Improved Reporting in Fuji
ServiceNow also continues to invest in developing the reporting engine, as evidenced in this scientifically accurate ServiceNow Reporting Awesomeness Index:
OK, maybe it's not completely based in science, but it does show that the functionality and capabilities of reporting have been improving significantly with each version release of the ServiceNow platform. Fuji is no exception. In fact, Fuji represents the biggest jump in useability and features in a platform release. You will find many new reporting features in Fuji that you should explore:
- Improved report navigation and searching: You will LOVE the new reporting homepage because it allows you to quickly find reports including those that are most frequently run and least frequently run. You can also view which reports take the longest to run, which could be an indicator of a badly constructed report.
- New report designer layout: Do you feel overwhelmed by the amount of knobs and whistles on the report designer? You won't anymore in Fuji. The report designer layout is more streamlined and takes up less screen space. You can even minimize the design area of you want to focus on the report results as you are designing your visualization.

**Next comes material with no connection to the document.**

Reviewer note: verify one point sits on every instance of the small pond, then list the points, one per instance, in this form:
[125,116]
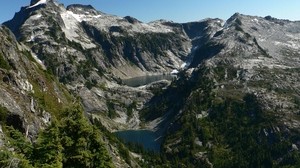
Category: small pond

- Additional visualizations to drive insight: Go way beyond lists, lines, and pie charts with new types of reports including Column, Donut, Funnel, and Pyramid charts. Fuji reporting includes eight (8) new types of charts to display data in a way meaningful to you and your audience.
As you start to explore the reporting engine and create visibility into your process, Matt and Pieter would give you the following advice:
- Start with the reports that come with the platform. Look to see if there is already a report that meets your needs. Use that report instead of having to design one from scratch!
- Use existing reports as a model for your reporting needs. If a packaged report does not give you the visualization you need, find one of the reports that is close to what you need and modify it. Use techniques like "dot-walking" to display data from different tables in your report. Change the chart type to achieve a different visualization. Most times you really can "tweak" an existing report instead of creating one from scratch.
- Create new reports that fit the needs of your audience. If you need to create reports from scratch, use the report designer to find the data you need. But also make sure you use the best chart type to present your data. Pay attention to colors, gridlines, and other report controls that can help the consumers of the data get that insight you are presenting.
- Publish your report. Reports do no good if they are not used. Make sure people are aware of where to find the formatted data! Share your reports with defined groups, publish your report as a public URL, and schedule report delivery so that the people who need the data have ready access to it! Dashboards are also a great way to aggregate meaningful data across different reports to drive even greater visibility.
If you had a chance to attend the lab, take the knowledge you learned and see how you can apply it in your environment when you return to work. If you have not, you can easily play with the reporting engine in your platform and explore its power. The ServiceNow Wiki is a great resource to get started on what the reporting engine can do.